Implications for Business Owners and Technical Leaders
For business owners, AI promises competitive advantage, efficiency gains, and new revenue opportunities. However, if deployed without adequate security, it can also introduce:
- Regulatory and compliance exposure through mishandled data
- Brand damage from biased, incorrect, or manipulated AI outputs
- Operational disruptions if critical models are compromised
Technical leaders—CISOs, CTOs, and heads of engineering—must ensure that AI initiatives are aligned with a realistic security strategy. This involves budgeting for security tooling, allocating time within delivery roadmaps, and setting clear risk thresholds for AI usage.
AI Security as a Business Enabler
When done correctly, AI security is not just a defensive measure; it becomes a differentiator. Organizations that can prove their AI systems are robust, transparent, and well-governed will be better positioned to win trust from customers, partners, and regulators.
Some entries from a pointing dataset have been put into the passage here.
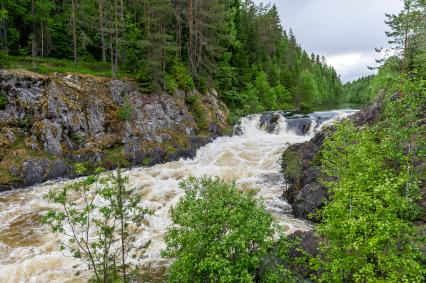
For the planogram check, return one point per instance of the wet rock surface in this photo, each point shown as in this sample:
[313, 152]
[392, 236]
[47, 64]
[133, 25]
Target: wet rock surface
[50, 123]
[301, 165]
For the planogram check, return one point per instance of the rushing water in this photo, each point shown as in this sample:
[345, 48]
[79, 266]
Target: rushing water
[29, 252]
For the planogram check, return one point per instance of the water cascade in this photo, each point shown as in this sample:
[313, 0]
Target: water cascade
[29, 252]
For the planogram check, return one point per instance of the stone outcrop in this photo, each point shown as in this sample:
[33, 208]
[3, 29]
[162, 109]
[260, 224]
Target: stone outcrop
[50, 123]
[301, 165]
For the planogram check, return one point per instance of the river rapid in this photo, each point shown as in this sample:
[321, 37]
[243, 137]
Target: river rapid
[29, 251]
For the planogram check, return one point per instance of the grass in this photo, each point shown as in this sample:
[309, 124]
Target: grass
[50, 65]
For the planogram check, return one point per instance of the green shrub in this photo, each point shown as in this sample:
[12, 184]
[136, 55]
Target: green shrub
[220, 234]
[368, 223]
[4, 60]
[3, 102]
[125, 111]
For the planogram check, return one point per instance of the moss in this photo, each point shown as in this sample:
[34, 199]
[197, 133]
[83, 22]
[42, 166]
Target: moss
[114, 157]
[50, 65]
[125, 112]
[199, 111]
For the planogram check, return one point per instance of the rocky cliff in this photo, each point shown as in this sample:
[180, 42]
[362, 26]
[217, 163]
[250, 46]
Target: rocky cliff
[50, 124]
[301, 165]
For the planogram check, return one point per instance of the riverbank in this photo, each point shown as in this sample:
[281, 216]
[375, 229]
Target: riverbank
[51, 124]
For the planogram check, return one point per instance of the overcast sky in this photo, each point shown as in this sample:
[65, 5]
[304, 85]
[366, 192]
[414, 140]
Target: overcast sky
[345, 31]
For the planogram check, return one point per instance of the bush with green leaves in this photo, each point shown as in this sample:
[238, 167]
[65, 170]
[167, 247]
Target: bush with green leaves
[3, 102]
[220, 234]
[4, 60]
[368, 223]
[98, 221]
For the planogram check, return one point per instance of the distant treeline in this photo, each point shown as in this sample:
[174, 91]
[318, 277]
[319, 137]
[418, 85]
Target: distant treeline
[236, 46]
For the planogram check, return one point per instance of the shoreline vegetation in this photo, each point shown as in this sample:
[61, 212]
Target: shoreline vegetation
[370, 221]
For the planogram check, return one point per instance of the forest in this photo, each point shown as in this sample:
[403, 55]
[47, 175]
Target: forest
[209, 216]
[237, 47]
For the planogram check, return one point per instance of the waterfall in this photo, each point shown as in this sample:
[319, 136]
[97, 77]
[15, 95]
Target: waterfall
[29, 252]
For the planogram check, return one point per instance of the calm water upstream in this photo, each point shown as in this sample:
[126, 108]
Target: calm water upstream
[29, 252]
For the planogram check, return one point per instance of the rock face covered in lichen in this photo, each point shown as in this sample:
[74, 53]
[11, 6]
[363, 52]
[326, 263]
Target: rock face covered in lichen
[48, 124]
[301, 165]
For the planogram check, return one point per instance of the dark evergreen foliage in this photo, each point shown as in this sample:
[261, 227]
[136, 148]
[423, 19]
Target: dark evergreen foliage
[235, 46]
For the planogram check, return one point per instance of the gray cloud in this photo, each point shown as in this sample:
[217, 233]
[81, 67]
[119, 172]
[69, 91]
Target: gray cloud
[339, 29]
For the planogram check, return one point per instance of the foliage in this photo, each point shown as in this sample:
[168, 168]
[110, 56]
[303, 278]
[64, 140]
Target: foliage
[99, 219]
[182, 78]
[171, 85]
[368, 222]
[3, 102]
[4, 60]
[236, 46]
[358, 91]
[221, 235]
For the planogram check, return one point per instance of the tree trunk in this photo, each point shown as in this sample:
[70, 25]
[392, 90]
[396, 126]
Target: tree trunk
[116, 40]
[405, 55]
[42, 38]
[123, 51]
[74, 31]
[4, 34]
[101, 30]
[191, 35]
[33, 42]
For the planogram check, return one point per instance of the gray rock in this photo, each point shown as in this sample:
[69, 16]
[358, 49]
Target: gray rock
[51, 138]
[34, 171]
[309, 199]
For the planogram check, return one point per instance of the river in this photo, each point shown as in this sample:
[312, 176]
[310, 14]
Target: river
[29, 252]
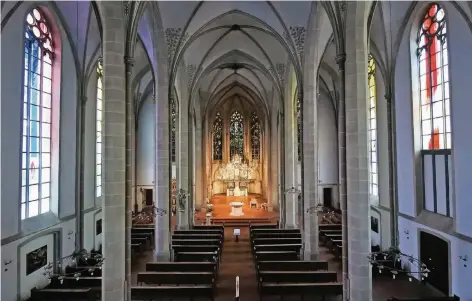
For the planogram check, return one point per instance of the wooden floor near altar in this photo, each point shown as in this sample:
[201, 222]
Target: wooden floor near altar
[222, 208]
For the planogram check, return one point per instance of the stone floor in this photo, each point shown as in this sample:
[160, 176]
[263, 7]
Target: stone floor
[237, 261]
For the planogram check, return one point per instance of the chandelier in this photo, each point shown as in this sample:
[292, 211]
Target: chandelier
[379, 260]
[73, 260]
[236, 170]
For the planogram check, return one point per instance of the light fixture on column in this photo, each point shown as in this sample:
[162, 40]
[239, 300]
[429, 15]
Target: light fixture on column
[182, 195]
[387, 261]
[93, 261]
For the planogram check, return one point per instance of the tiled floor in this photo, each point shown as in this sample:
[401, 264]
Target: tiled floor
[237, 261]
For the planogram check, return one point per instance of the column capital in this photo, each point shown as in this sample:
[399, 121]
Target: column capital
[340, 59]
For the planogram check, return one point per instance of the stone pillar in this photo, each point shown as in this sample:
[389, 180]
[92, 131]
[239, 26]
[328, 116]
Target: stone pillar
[114, 152]
[162, 178]
[310, 165]
[356, 148]
[392, 170]
[130, 117]
[290, 146]
[340, 60]
[199, 170]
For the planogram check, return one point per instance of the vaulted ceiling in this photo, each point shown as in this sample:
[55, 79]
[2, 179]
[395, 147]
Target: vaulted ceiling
[238, 49]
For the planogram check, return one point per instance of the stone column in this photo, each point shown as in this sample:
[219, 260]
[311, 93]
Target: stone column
[162, 178]
[182, 164]
[356, 148]
[392, 170]
[290, 146]
[199, 174]
[310, 166]
[114, 153]
[341, 60]
[130, 117]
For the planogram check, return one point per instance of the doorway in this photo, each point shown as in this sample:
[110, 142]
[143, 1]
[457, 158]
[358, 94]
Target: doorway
[148, 196]
[434, 252]
[327, 197]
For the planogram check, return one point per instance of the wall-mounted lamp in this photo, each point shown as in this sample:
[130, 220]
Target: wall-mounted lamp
[464, 259]
[7, 262]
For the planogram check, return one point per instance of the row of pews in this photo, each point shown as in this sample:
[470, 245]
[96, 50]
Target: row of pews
[279, 269]
[193, 271]
[84, 283]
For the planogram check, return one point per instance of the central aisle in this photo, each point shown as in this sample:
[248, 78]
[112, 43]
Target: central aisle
[237, 260]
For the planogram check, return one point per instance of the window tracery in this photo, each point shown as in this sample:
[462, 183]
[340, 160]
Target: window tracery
[255, 136]
[37, 106]
[173, 121]
[373, 185]
[218, 137]
[236, 134]
[432, 57]
[98, 146]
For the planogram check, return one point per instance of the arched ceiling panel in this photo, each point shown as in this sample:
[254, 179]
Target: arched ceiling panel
[210, 10]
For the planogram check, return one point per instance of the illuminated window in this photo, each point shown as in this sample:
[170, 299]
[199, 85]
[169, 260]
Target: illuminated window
[218, 137]
[236, 134]
[98, 149]
[434, 80]
[173, 120]
[255, 136]
[37, 105]
[374, 176]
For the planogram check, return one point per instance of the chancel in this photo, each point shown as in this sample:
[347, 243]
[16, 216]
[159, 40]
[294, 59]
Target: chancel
[311, 150]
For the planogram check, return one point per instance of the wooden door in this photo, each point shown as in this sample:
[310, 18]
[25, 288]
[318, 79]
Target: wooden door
[434, 252]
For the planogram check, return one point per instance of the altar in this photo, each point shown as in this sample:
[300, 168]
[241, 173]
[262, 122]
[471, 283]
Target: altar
[236, 175]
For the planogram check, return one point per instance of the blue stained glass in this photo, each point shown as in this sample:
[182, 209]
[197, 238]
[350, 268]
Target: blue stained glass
[34, 96]
[34, 145]
[36, 65]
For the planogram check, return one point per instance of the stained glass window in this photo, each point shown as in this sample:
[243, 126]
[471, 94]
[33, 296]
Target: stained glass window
[255, 136]
[218, 137]
[236, 134]
[173, 120]
[374, 177]
[36, 142]
[98, 147]
[299, 128]
[434, 80]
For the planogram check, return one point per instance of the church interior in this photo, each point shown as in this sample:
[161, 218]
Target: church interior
[236, 150]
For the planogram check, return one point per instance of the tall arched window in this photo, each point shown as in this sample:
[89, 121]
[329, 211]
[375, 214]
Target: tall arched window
[374, 177]
[435, 127]
[236, 134]
[173, 120]
[218, 137]
[299, 128]
[37, 105]
[98, 147]
[255, 136]
[434, 80]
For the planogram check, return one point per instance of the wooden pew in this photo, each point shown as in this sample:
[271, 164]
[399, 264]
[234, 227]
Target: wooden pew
[157, 292]
[279, 247]
[181, 267]
[298, 265]
[455, 298]
[84, 294]
[85, 270]
[197, 256]
[188, 242]
[176, 278]
[275, 241]
[301, 289]
[197, 236]
[297, 276]
[269, 226]
[196, 248]
[276, 256]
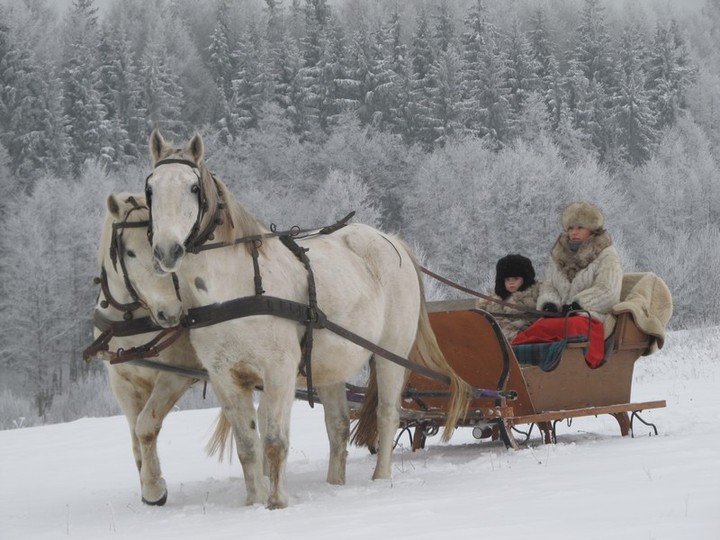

For web applications, customer portals, and data-driven platforms, this means combining strong cybersecurity practices with secure custom web development that accounts for AI-specific risks from the start.
Conclusion
The AI and Adversarial Testing Benchmark Report 2026 makes one thing clear: while AI is now core to business operations, security programs are still catching up. Most organizations are defending tomorrow’s AI-powered environments with yesterday’s tools and skill sets.
To close this gap, CISOs and technology leaders must modernize their approach—building AI security expertise, integrating adversarial testing, and embedding security into MLOps and development pipelines. Organizations that act now will be better equipped to harness AI safely and confidently, while those that delay risk exposing their most critical systems and data to evolving threats.